We are talking about a widely distributed network that’s run and “managed” by volunteers, fundamentally. Yes, these are the nodes.
Computers, tens of thousands of them, controlled by Bitcoiners like you and me, that simply downloaded the Bitcoin software along with a copy of the blockchain.

Indeed — the software is free and it’s open source, meaning it’s not proprietary or private.
Each node around the world stores a precious copy of it.
We can think of each single node “one of the many protectors of Bitcoin”.
And yes: you can download the blockchain yourself, on your PC. At the time of writing, that’s roughly a 1TB file.
Nodes are guardians and safekeepers: they ensure Bitcoin remains in the hands of thousands of people rather than a single authority.

The other immensely important duty nodes have to carry out is to validate and authenticate every single transaction that takes place, before miners are allowed to post them on the blockchain.
This is crucial.

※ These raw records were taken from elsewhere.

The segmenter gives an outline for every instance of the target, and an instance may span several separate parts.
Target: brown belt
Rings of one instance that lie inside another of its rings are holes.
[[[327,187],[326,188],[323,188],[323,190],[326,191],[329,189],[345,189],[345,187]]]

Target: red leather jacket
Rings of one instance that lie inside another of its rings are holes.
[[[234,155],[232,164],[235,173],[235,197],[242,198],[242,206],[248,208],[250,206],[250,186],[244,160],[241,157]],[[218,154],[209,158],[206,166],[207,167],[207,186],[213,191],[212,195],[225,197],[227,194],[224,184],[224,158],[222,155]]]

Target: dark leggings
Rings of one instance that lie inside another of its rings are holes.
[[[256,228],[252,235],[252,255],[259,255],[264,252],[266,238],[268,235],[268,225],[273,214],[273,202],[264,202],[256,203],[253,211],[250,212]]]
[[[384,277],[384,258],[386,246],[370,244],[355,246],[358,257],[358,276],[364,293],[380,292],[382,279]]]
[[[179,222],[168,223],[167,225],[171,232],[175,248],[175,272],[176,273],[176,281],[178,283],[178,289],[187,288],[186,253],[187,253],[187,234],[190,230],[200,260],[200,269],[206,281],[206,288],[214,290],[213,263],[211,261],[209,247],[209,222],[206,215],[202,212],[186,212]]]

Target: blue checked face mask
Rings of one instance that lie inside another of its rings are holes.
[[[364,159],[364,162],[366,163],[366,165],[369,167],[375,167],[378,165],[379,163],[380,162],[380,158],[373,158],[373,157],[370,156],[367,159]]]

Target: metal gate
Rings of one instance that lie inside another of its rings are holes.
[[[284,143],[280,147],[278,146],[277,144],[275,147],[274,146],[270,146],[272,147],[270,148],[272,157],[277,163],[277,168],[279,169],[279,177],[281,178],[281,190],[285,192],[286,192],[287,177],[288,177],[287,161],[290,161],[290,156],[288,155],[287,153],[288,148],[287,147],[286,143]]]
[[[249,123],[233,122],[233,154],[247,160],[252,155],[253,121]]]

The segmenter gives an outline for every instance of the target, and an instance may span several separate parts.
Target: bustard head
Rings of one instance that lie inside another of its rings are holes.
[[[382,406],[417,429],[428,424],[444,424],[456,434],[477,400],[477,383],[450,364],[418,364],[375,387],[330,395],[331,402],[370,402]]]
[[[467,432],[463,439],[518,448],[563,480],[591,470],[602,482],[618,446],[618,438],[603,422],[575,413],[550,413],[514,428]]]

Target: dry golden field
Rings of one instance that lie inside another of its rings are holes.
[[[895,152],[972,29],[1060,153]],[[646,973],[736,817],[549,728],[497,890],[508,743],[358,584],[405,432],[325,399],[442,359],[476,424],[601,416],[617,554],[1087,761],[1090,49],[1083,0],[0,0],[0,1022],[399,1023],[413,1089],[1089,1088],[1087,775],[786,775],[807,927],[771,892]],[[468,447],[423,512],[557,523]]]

Nodes are like the referees, and they make sure everyone plays fair. They keep a copy of the “rule book”: the Bitcoin software.
Each time a transaction is initiated, it gets “passed” to the nodes, which check it against the software’s mandates. If it complies, it gets a stamp of approval.

At the end of the day, that’s what Bitcoin is: a protocol a set of rules participants agree upon, and one that’s not governed by a central authority.
Is Bitcoin anarchy? Well, sort of! It’s something like “organized chaos”.

That’s because Bitcoin, at its core, is indeed anarchic: the strong rejection to the idea of being ruled is one of the founding principles.
No one has the power to take, control, or manipulate your Bitcoin. Nobody can “tell you what to do” or prevent you from sending or receiving it.
Banks, anyone?

This idea of strong independence and self-reliance — “Permissionless”, is another one of those keywords which perfectly describes Bitcoin. When I wish to send you some SATs, I do not need anyone’s approval. I just send them. No other company, no person, or middleman is in the picture: it’s all in the code. You are able to transact anytime, anywhere. That’s what freedom feels like.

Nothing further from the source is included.